Before leaving primary school most of us have learnt that whenever anything appears too good to be true, it usually is.
So some of us were sceptical when politicians were first heard to claim to have “put an end to boom and bust.” We had our doubts on being warned bird flu would be the death of us. We were unconvinced by promises of a “barbecue summer”.
The fact is forecasters, regardless of their persuasion, remain fallible. New paradigms seldom prove to be. And, as the cliché says, all good things invariably come to an end.
Consequently we were never persuaded that the flat rate “all you can eat” data plans on offer from mobile phone operators were sustainable in the longer term. Economically, they simply failed to make sense.
Having examined the numbers previously as part of another blog entry we were a little less than 12 months ago arguing we should get ready to say goodbye to cheap mobile broadband.
But to paraphrase Warren Buffet, for a while it seemed any forecast of ours would only serve to give fortune-tellers a good name.
However a couple of recent announcements might mean our prediction was not so much incorrect, merely a tad premature.
For example Mary Meeker of Morgan Stanley recently reported that in the United States AT&T had seen a 4,932% increase in data traffic over the last three years.

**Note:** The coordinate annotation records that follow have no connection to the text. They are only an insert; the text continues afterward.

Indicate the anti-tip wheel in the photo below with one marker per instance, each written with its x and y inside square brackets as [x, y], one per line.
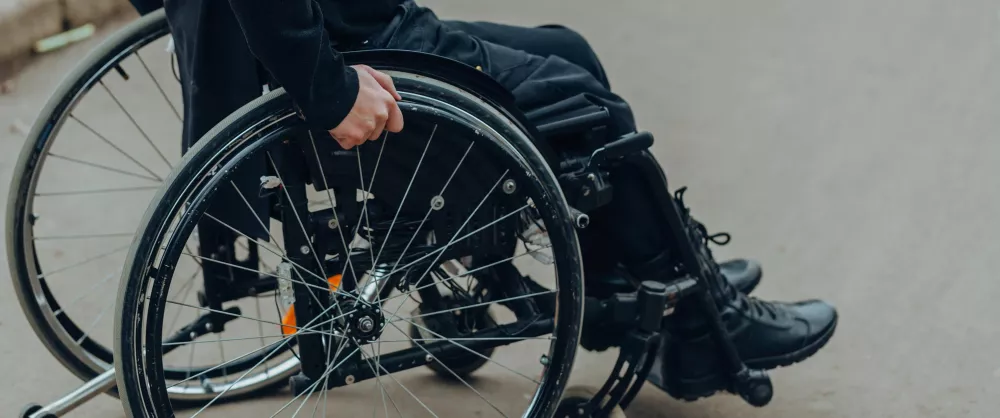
[30, 409]
[575, 396]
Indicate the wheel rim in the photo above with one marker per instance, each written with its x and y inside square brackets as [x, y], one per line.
[35, 263]
[148, 397]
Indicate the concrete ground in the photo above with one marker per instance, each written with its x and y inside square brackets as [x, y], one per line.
[850, 146]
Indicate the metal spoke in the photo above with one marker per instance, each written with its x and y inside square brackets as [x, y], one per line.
[466, 274]
[239, 339]
[455, 375]
[93, 287]
[93, 323]
[474, 352]
[304, 327]
[104, 167]
[115, 147]
[80, 263]
[159, 87]
[457, 231]
[305, 234]
[428, 214]
[261, 320]
[471, 339]
[135, 123]
[407, 192]
[97, 191]
[186, 289]
[378, 379]
[333, 207]
[404, 388]
[327, 289]
[266, 357]
[455, 241]
[283, 255]
[312, 386]
[86, 236]
[476, 305]
[256, 216]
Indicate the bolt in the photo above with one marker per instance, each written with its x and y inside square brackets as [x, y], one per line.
[366, 325]
[509, 186]
[437, 202]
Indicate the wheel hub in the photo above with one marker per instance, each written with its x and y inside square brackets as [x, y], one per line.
[366, 323]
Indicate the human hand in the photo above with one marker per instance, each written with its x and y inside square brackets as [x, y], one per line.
[374, 111]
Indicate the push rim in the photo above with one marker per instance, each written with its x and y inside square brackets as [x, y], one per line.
[137, 326]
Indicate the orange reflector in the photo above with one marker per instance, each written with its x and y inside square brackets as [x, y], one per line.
[288, 321]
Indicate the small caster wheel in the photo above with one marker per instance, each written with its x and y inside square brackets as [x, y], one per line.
[575, 397]
[31, 408]
[462, 362]
[757, 391]
[299, 384]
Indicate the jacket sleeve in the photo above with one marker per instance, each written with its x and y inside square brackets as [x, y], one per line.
[290, 40]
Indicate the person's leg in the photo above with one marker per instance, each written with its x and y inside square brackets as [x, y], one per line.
[542, 41]
[556, 40]
[766, 334]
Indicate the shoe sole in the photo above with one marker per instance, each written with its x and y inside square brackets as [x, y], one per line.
[707, 386]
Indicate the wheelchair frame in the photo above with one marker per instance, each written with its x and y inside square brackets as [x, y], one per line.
[585, 183]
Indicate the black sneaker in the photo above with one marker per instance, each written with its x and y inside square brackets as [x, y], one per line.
[766, 334]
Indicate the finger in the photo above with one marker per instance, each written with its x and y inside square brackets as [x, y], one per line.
[380, 120]
[345, 144]
[385, 81]
[395, 121]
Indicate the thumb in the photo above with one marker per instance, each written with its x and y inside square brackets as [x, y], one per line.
[383, 80]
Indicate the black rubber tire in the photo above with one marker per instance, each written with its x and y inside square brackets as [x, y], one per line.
[216, 153]
[20, 252]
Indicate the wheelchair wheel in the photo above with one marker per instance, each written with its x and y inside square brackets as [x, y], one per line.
[460, 183]
[102, 144]
[64, 265]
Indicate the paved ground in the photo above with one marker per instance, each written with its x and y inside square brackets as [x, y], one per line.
[848, 145]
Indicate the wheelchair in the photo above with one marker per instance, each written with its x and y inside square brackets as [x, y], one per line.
[396, 277]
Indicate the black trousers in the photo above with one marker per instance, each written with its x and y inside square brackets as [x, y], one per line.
[541, 66]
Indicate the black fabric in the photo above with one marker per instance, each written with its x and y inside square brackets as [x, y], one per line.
[220, 73]
[536, 79]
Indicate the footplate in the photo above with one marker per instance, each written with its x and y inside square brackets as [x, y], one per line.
[644, 311]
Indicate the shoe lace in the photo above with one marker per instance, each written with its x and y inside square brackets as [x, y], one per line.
[762, 308]
[721, 238]
[759, 307]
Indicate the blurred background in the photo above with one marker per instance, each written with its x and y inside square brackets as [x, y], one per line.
[851, 146]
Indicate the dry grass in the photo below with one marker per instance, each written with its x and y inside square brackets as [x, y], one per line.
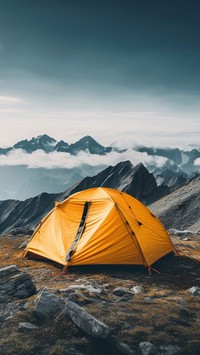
[165, 314]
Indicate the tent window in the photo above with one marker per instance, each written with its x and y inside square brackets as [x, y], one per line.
[79, 231]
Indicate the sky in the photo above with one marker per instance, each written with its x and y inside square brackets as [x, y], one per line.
[124, 71]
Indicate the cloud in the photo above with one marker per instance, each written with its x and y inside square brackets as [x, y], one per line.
[4, 100]
[197, 162]
[53, 160]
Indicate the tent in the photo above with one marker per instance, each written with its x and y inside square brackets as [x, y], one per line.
[100, 226]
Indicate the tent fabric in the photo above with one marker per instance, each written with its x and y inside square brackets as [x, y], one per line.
[100, 226]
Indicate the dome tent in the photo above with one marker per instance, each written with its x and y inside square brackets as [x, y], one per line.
[100, 226]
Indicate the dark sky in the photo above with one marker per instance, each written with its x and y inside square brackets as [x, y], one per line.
[100, 56]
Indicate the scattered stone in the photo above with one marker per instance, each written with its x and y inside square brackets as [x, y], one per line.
[126, 326]
[150, 299]
[88, 288]
[120, 291]
[195, 291]
[27, 327]
[47, 305]
[24, 244]
[137, 289]
[147, 348]
[15, 283]
[86, 322]
[169, 349]
[121, 348]
[125, 298]
[79, 298]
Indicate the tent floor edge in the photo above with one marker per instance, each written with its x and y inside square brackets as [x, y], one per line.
[152, 269]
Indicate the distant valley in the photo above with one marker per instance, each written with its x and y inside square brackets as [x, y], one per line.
[21, 181]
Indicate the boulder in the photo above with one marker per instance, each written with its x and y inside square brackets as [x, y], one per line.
[47, 305]
[15, 283]
[195, 291]
[169, 349]
[86, 322]
[147, 348]
[120, 291]
[27, 327]
[89, 288]
[120, 348]
[137, 289]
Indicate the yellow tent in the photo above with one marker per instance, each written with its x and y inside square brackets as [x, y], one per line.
[100, 226]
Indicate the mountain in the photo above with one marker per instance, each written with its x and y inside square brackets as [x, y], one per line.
[136, 181]
[23, 216]
[185, 160]
[23, 181]
[181, 208]
[43, 142]
[49, 144]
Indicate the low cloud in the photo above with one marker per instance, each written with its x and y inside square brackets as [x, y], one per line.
[197, 162]
[53, 160]
[4, 100]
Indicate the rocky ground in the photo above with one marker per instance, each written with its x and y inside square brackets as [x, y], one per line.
[100, 310]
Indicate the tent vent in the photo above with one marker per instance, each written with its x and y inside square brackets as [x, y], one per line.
[80, 230]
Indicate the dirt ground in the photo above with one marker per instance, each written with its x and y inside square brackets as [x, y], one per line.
[165, 314]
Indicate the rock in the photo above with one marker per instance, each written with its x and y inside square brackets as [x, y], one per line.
[120, 291]
[79, 298]
[88, 288]
[27, 327]
[120, 348]
[150, 299]
[195, 291]
[137, 289]
[169, 349]
[15, 283]
[47, 305]
[86, 322]
[24, 244]
[147, 348]
[125, 298]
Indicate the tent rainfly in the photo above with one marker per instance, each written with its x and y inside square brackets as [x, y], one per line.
[100, 226]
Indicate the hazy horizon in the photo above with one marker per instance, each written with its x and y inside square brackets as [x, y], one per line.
[125, 71]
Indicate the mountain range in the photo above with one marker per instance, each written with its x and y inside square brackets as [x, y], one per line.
[21, 181]
[171, 203]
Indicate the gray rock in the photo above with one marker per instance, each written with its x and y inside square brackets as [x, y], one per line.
[79, 298]
[169, 349]
[88, 288]
[120, 347]
[137, 289]
[15, 283]
[86, 322]
[27, 327]
[24, 244]
[47, 305]
[125, 298]
[120, 291]
[150, 299]
[147, 348]
[195, 291]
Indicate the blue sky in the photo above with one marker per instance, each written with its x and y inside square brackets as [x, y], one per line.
[122, 70]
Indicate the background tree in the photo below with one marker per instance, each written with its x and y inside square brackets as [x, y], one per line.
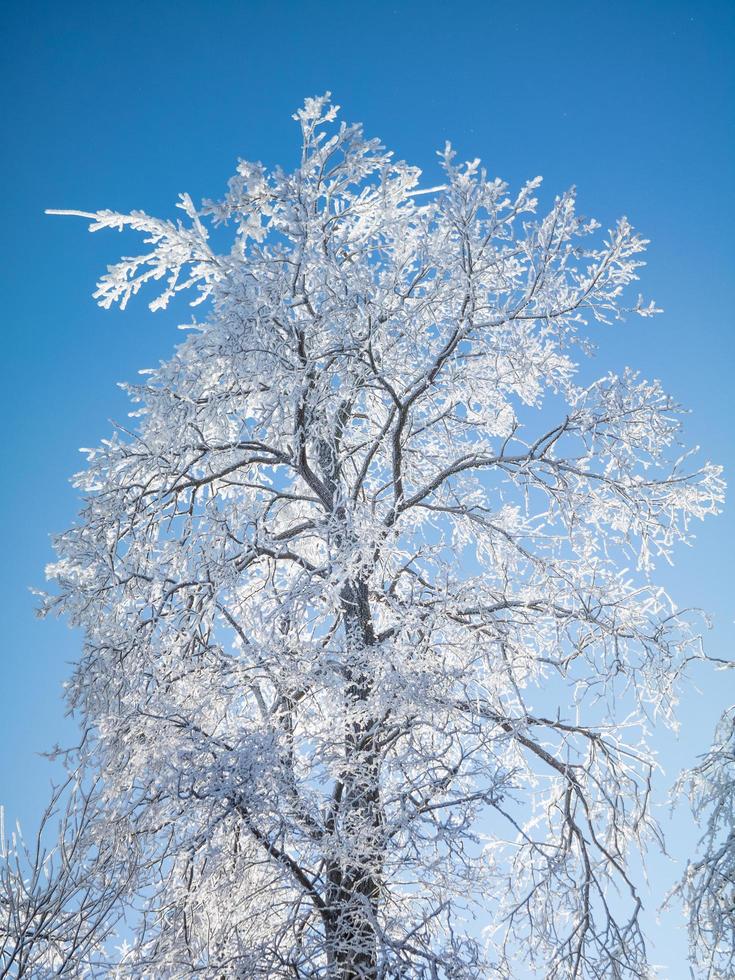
[708, 886]
[370, 640]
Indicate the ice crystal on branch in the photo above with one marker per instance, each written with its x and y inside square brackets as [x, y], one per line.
[353, 603]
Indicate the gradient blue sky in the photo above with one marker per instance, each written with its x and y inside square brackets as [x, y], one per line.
[124, 105]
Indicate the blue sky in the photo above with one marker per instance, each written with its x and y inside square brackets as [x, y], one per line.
[126, 105]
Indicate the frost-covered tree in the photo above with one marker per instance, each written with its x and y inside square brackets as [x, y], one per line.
[708, 887]
[371, 642]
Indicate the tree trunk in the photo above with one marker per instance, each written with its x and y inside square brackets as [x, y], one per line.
[355, 883]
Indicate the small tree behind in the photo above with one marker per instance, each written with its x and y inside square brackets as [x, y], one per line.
[364, 651]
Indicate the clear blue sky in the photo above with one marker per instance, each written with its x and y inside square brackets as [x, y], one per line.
[124, 105]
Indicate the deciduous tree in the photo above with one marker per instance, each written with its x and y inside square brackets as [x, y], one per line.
[371, 639]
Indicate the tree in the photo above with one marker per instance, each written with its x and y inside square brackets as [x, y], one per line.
[708, 886]
[371, 645]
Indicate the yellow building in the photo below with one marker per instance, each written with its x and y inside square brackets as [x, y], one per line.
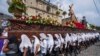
[41, 7]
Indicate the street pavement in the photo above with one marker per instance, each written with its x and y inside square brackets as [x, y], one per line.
[93, 50]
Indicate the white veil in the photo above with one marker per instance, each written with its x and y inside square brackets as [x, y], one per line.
[25, 42]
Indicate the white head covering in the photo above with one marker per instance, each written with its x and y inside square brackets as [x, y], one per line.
[57, 36]
[42, 35]
[25, 43]
[50, 42]
[36, 42]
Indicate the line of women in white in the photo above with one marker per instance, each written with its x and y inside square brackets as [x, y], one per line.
[46, 43]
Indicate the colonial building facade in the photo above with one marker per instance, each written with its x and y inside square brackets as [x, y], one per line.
[43, 8]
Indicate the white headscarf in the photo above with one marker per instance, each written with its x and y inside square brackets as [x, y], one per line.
[42, 35]
[43, 43]
[36, 42]
[25, 42]
[50, 42]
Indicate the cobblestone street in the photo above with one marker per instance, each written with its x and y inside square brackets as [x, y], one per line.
[93, 50]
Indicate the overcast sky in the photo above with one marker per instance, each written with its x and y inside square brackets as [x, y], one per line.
[81, 8]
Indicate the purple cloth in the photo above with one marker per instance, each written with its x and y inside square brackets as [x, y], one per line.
[1, 44]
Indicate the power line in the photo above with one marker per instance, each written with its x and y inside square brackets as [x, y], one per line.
[96, 7]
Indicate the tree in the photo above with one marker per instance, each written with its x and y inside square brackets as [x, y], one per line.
[64, 13]
[17, 7]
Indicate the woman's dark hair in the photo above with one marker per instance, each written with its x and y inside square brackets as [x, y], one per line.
[13, 39]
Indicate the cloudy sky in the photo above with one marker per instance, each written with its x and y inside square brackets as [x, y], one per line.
[81, 8]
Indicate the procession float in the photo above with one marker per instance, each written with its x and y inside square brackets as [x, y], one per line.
[30, 25]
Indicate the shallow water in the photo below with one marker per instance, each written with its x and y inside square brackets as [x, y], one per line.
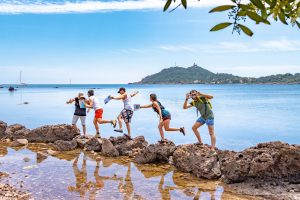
[83, 175]
[244, 114]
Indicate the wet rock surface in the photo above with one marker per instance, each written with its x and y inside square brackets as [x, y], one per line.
[197, 159]
[127, 147]
[93, 144]
[19, 142]
[52, 133]
[267, 189]
[274, 160]
[7, 192]
[108, 148]
[3, 127]
[156, 153]
[61, 145]
[16, 131]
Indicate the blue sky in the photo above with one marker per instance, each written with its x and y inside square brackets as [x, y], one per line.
[123, 41]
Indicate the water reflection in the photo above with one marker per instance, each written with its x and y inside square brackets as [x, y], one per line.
[84, 175]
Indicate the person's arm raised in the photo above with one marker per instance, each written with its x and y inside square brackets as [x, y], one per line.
[207, 96]
[121, 97]
[134, 93]
[155, 104]
[185, 104]
[70, 101]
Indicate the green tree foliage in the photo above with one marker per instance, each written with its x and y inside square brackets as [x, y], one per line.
[259, 11]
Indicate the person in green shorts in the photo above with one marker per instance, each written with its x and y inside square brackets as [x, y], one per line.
[202, 104]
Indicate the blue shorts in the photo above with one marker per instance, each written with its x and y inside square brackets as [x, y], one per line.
[208, 122]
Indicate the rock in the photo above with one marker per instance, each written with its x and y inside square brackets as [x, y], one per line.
[127, 147]
[52, 152]
[19, 143]
[93, 144]
[156, 153]
[52, 133]
[3, 127]
[273, 160]
[61, 145]
[40, 156]
[197, 160]
[16, 131]
[108, 149]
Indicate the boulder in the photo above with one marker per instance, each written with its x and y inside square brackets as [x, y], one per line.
[196, 159]
[3, 127]
[127, 147]
[273, 160]
[52, 133]
[61, 145]
[16, 131]
[19, 143]
[93, 144]
[108, 149]
[156, 153]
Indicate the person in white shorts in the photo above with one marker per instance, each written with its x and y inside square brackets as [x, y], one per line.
[80, 111]
[127, 112]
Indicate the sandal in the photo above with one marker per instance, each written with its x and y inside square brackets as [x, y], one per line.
[128, 137]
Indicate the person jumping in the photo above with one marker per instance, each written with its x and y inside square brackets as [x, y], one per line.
[94, 103]
[164, 117]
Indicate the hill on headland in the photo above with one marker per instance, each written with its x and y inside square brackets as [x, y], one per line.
[199, 75]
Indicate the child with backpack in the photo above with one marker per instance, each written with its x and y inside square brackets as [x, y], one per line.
[201, 102]
[164, 117]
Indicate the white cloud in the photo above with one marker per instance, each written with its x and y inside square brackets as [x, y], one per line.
[258, 70]
[237, 47]
[39, 7]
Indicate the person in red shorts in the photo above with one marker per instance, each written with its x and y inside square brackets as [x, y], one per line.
[94, 103]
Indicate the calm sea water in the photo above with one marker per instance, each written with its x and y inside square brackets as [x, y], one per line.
[244, 114]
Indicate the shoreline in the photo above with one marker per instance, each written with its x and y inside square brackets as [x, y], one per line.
[251, 171]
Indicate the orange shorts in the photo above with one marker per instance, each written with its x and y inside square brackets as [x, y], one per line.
[99, 113]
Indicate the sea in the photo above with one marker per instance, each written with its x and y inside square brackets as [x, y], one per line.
[244, 114]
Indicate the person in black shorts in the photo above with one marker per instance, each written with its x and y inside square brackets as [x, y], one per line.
[164, 117]
[80, 111]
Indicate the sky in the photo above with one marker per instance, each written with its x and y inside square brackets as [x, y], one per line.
[103, 42]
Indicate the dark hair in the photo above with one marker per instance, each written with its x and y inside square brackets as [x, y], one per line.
[153, 97]
[91, 92]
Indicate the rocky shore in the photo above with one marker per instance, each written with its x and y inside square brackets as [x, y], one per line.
[270, 170]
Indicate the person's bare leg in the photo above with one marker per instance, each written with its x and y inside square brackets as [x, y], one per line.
[103, 121]
[161, 132]
[166, 125]
[195, 129]
[128, 128]
[120, 121]
[212, 137]
[84, 130]
[96, 125]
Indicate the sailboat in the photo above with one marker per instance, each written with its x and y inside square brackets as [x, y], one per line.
[21, 83]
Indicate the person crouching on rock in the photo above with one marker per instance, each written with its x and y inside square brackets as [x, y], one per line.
[94, 103]
[127, 112]
[80, 111]
[203, 105]
[164, 117]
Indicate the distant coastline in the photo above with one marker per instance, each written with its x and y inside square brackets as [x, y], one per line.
[199, 75]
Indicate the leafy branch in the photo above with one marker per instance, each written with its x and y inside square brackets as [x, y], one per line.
[259, 11]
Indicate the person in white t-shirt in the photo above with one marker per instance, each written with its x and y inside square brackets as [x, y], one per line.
[94, 103]
[127, 112]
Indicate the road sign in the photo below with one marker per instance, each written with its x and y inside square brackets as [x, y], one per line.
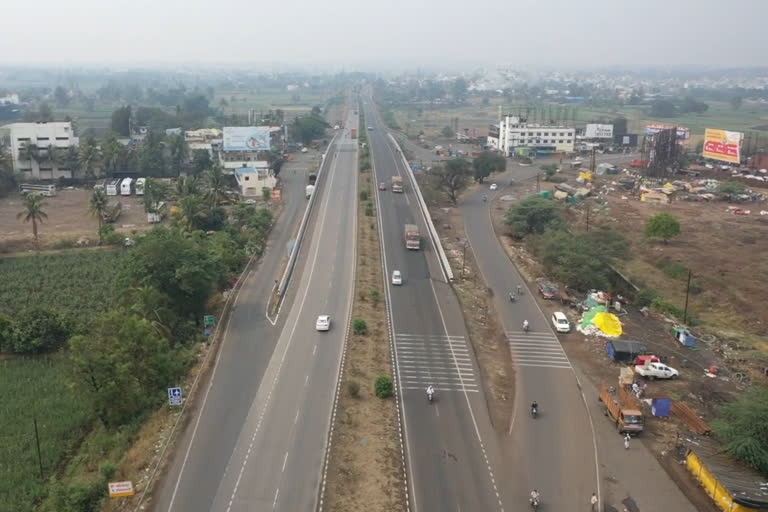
[174, 396]
[120, 489]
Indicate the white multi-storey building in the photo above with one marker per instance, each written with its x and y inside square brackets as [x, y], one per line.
[34, 147]
[515, 135]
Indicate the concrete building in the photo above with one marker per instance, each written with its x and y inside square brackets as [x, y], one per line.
[34, 147]
[516, 136]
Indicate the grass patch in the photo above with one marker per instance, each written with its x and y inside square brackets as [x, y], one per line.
[77, 283]
[36, 388]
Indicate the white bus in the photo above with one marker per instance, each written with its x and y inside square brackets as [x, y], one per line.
[43, 190]
[125, 187]
[113, 187]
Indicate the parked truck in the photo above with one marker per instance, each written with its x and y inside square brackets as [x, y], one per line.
[112, 212]
[412, 237]
[627, 420]
[397, 184]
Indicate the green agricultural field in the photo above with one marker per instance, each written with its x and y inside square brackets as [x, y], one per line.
[78, 283]
[35, 388]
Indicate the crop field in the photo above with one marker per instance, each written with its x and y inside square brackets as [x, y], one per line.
[78, 283]
[35, 389]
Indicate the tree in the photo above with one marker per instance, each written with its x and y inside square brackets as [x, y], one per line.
[61, 96]
[33, 212]
[201, 161]
[121, 366]
[533, 215]
[39, 329]
[662, 225]
[488, 163]
[175, 263]
[451, 178]
[89, 156]
[741, 428]
[179, 149]
[97, 205]
[216, 181]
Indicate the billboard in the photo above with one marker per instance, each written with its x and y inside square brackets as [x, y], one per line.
[654, 128]
[599, 131]
[246, 138]
[722, 145]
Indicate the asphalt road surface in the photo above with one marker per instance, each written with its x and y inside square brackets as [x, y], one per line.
[454, 461]
[556, 449]
[262, 433]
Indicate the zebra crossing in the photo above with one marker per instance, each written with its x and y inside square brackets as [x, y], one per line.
[539, 349]
[440, 360]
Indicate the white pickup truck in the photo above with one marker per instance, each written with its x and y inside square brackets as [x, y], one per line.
[652, 370]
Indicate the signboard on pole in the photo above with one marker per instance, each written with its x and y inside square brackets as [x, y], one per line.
[722, 145]
[599, 131]
[174, 396]
[121, 489]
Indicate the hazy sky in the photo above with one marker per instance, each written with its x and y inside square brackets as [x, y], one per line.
[357, 33]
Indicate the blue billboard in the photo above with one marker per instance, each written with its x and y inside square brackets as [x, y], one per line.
[246, 138]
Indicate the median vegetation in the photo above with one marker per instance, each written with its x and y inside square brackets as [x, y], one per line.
[365, 469]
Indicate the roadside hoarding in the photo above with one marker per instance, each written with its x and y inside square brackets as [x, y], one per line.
[246, 138]
[599, 131]
[683, 133]
[722, 145]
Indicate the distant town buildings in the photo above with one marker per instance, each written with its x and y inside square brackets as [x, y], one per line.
[37, 149]
[514, 135]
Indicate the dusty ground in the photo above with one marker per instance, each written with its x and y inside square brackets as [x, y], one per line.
[588, 353]
[366, 468]
[485, 331]
[68, 220]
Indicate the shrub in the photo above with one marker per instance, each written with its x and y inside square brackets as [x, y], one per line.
[359, 327]
[383, 386]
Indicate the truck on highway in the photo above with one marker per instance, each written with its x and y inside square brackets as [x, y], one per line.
[412, 237]
[628, 421]
[397, 184]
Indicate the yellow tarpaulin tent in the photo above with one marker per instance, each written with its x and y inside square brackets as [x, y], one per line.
[608, 323]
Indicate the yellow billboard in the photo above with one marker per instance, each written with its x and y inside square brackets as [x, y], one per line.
[722, 145]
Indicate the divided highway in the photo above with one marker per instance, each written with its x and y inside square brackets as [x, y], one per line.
[262, 433]
[454, 459]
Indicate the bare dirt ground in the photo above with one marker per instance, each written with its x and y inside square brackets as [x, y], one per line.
[68, 220]
[702, 393]
[485, 331]
[366, 468]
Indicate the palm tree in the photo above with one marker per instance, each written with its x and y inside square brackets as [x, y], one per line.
[179, 152]
[89, 156]
[217, 185]
[192, 213]
[33, 211]
[97, 205]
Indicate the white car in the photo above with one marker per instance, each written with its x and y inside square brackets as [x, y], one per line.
[560, 321]
[323, 323]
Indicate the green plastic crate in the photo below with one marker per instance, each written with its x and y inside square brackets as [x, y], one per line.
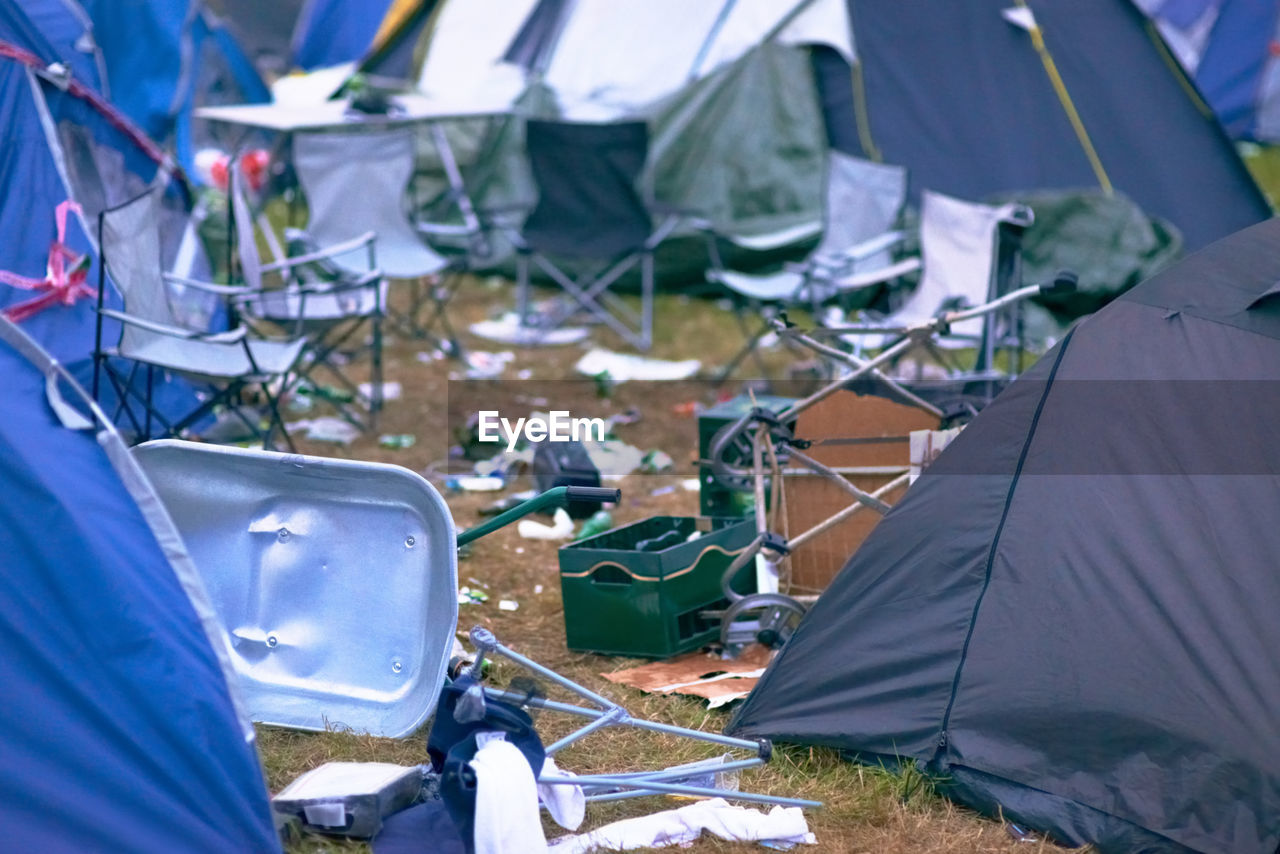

Such growth may not be totally unconnected to the fact that for much of this time AT&T have been able to offer their subscribers exclusive access to the iPhone.
At the same time a story in The Wall Street Journal makes intriguing reading.
“In Beaumont, Texas, and Reno, Nevada,” the paper stated, “AT&T has been pricing Internet access based on usage. Since last year, it has let new customers choose from one of six tiers, depending on the desired speed and how much data they think they will download in a month. Existing customers can keep their old flat-rate plan, which is capped at 150 gigabytes a month.”
The most basic of the six tiers offers 20GB for a monthly cost of $19.95. At the other extreme, subscribers prepared to pay $65 can have 150GB each month. There is then a charge of $1 for each additional gigabyte over those limits.
The WSJ quoted an AT&T spokesman as saying: "Some type of usage-based model, for those customers who have abnormally high usage patterns, seems inevitable."
In other words, what has already begun down in Dixie could soon spread to the major population centres on both East and West coasts, and then across the pond to Europe.
Because AT&T are not alone.
Again according to the WSJ Dick Lynch, the chief technology officer of Verizon Communications, informed a recent industry conference: "A flat-rate, infinitely expandable service is unachievable. We're going to have to consider pricing structures that allow us to sell packages of bytes."
Verizon of course have just begun to offer the iPhone to their subscribers as well.
And that takes us back to Mary Meeker. She also made the point that iPhone and Android users currently viewed many more HTML pages on their devices than owners of other smartphones.
What’s more, she said, quoting Mathew Honan of Wired: “Thanks to the iPhone 3G and, to a lesser extent, Google’s Android phone, millions of people are now walking around with a gizmo in their pocket that not only knows where they are but also plugs into the Internet to share that info, merge it with online databases, and find out what – and who – is in the immediate vicinity.
“Simply put, location changes everything. This one input – our coordinates – has the potential to change all the outputs. Where we shop, who we talk to, what we read, what we search for, where we go – they all change once we merge location and the Web.”
As a result, she concluded, thanks to these and other technological innovations, there was going to be a dramatic explosion in the number of mobile devices wanting to connect to the internet for an ever-increasing number of purposes.
And this, she suggested, was going to create many new opportunities for both businesses and investors.
Unfortunately, as the iPhone has conclusively demonstrated, the more sophisticated the device, the more data users want to download.
Already mobile networks sometimes lack capacity to cope with current demand, as iPhone subscribers to both O2 and AT&T regularly complain.
To be fair, Meeker does not completely fail to notice this particular elephant in the room, acknowledging “Wi-Fi is providing some relief to challenged 3G networks.”
Yet she appears to make insufficient allowance for the implications of her and Ovum’s claim that the number of 3G connections in Western Europe will grow more than fourfold over the next five years, from 126.7 million at the end of last year to 549.6 million by the end of 2014.
Think about it. No way will the existing mobile networks be able to cope with the consequences of so many ever more sophisticated devices demanding access to still more data. Nor will there be sufficient free wi-fi access points to compensate.
Quite simply demand for mobile broadband is about to outstrip network capacity. When that happens access prices will inevitably rise until equilibrium returns, with many users feasibly finding themselves unable to afford to fully utilise the devices of their desire.
Still, as Meeker approvingly notes, “tiered data pricing (speed, quantity) will likely be key to growing revenue long-term” for the network operators.
Yet surprisingly she still fails to address the possibility of consumer price sensitivity having any effect on her growth projections.
As we prepare to join the good folks of Beaumont, Texas, and Reno, Nevada in paying to consume our data by the gigabyte, we could soon learn the answer.
Or then again, if previous predictions predicate the accuracy of any future forecast, we may not.